Surprised? A black cop killing an unarmed black under highly questionable circumstances is no longer an oddity. In the past two years black cops have gunned down unarmed blacks in Chicago, Cincinnati, Atlanta, Baltimore, Washington and Los Angeles. The irony is that black leaders have long clamored for more black cops -- arguing that black officers would be less likely than racist white cops to brutalize other blacks. This, of course, is pure fiction.

A recent report by the Justice Department found that a majority of white cops do not think that police are prone to treat blacks more harshly than whites. A sizable number of black cops agreed. Worse, many black cops are also infected with the "us vs. them" police siege mentality, and will commit and then attempt to cover up misconduct or brutal acts. Despite massive public attention and outrage over the blue code of silence, the Justice Department survey found that 80 percent of police officers either believed the code of silence was necessary to do good police work or feared retaliation from other officers or the top brass if they squealed on bad cops.

The problem of blacks using deadly force against other blacks will probably get worse. Since the 1970s, the number of black officers has soared. There are now more blacks on big-city police forces than ever before, and many of them are young, recent recruits. Hopper had only served on the LAPD three years before last weekend's incident. Black officers are often assigned to work in low-income, black neighborhoods. It's a sad but undeniable fact that black and Latino males commit more major and violent crimes than whites, that many police are convinced black communities are dangerous and risky places where violent thugs abound and that every encounter is potentially life-threatening.

Criminal justice experts agree that no matter how much training officers get, how they react in a situation on the streets depends on their own apprehensions and prejudices, and police work tends to aggravate whatever prejudices officers harbor. Many black officers have the same prejudices as whites. They do not live in, or did not grow up in, impoverished black neighborhoods, and they see them as hostile and alien places. Many are just as jittery as white cops at the prospect of an armed encounter with other blacks.

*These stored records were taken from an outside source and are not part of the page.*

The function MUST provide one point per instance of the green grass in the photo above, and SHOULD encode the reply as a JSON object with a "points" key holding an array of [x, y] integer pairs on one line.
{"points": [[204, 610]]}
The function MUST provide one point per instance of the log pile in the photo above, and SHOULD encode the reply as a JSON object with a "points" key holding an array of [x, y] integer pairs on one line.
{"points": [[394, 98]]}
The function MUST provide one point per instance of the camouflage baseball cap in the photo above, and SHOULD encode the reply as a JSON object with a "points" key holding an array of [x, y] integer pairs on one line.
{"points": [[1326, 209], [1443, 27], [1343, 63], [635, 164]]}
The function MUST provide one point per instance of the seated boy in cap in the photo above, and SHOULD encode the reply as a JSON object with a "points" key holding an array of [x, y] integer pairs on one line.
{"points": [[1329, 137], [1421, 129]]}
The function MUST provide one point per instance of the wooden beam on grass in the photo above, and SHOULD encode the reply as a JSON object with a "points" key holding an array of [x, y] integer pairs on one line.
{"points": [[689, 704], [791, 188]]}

But black cops killing other blacks isn't the only problem -- it's also the blind spot many black police officials have toward the shooting of unarmed blacks. This was glaringly evident in the aftermath of the killing of Margaret Laverne Mitchell, a black, middle-aged, emotionally disturbed, homeless woman who was slain in an altercation over a shopping cart in May 1999 by an LAPD officer. After demonstrations, marches and angry protests, LAPD's black chief, Bernard Parks, ruled that the officer used "bad tactics" but had acted within department policy in the shooting. But the L.A. Police Commission defied Parks and ruled the shooting "out of policy." Yet more than a year later, there is still no indication that Parks has done anything to punish the officer who shot Mitchell.

There's no reason to expect much will be different with the shooting of Lee, who was featured in such TV shows and movies as "ER" and "Liar, Liar." Given the opportunity, Parks would have instantly discounted Lee's fear that he'd be the victim of police racial profiling. While other police departments in California and throughout the nation have agreed to keep racial statistics on stops, Parks resists. He lobbied hard in 1999 to get California Gov. Gray Davis to veto a bill mandating that law enforcement agencies collect racial data to determine if police engage in profiling blacks and Latinos. It took the Los Angeles City Council, fed up with Parks' obstructionism on the issue of racial profiling, to finally order the city's police chief to come up with a plan to compile racial stats.

None of this is any consolation to Lee. He believed he would be killed because he was black. He did not know that he would be killed by a black officer. But he was -- and that's a warning to blacks that black cops are no answer to the corrosive problem of police violence.


By Earl Ofari Hutchinson

Earl Ofari Hutchinson is a contributor to Pacific News Service and the author of "The Crisis in Black and Black."